Shit happens. Thousands of those amps have been produced, and honest, you're only 1 of maybe a handful that have ever complained about it.
 
RockStarNick":3elsiemu said:
I'm used to looking inside a foot switch and just seeing some hard-wired Carling DPDT's in there. I guess I was taken aback by all the PCB stuff. but you are correct, the problem is not in the switch.

I guess my biggest peeve is that, whether or not the amp sounds amazing or terrible, why would a company let that fly? Did they think that no one would notice?
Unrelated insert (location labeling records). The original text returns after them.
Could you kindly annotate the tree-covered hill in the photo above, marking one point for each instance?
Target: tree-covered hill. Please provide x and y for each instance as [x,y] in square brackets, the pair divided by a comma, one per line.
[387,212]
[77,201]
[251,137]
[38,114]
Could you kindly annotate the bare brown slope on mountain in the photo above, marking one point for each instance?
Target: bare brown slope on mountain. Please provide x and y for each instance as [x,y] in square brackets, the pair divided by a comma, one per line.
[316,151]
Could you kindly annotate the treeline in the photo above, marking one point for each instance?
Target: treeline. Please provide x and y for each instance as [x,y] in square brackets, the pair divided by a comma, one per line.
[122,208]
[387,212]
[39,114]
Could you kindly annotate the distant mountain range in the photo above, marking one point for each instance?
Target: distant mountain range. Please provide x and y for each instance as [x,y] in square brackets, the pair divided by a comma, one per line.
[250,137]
I dunno... that bothers me. It's good to hear that they corrected that problem on the new series of JVMs.
No, it's not in the footswitch because my buddy got a different one and the bug/feature persisted. I agree that it's bullshit for this amp to have this, but then again I really don't like amp anyway. A company like Marshall having something like this going on in their flagship amp (at the time) is pretty weak.

kannibul":3elsiemu said:
It probably was an acceptable risk, or a bad series of parts.

Shit happens. Thousands of those amps have been produced, and honest, you're only 1 of maybe a handful that have ever complained about it.
I agree that it was most likely acceptable risk due to the design. I'm guessing that without the swell they were either blowing tubes or fuses and had to have something to ramp the power when switching channels. However, just giving it the "shit happens" or "nobody else complains" pass is pretty lame. Have some standards, man.
 
Gino":10jyxac8 said:
I agree that it was most likely acceptable risk due to the design. I'm guessing that without the swell they were either blowing tubes or fuses and had to have something to ramp the power when switching channels. However, just giving it the "shit happens" or "nobody else complains" pass is pretty lame. Have some standards, man.

Here is an interesting thread on the topic: http://www.marshallampforum.com/forum/viewtopic.php?t=13689

FWIW, on my TSL122 if turn the gain past 3:00 on the clean channel, the volume swell isn't there. Really, the clean channel doesn't break up all that much when the gain is pushed anyway. The problem is the worst if you keep the gain on the clean low and push the master volume.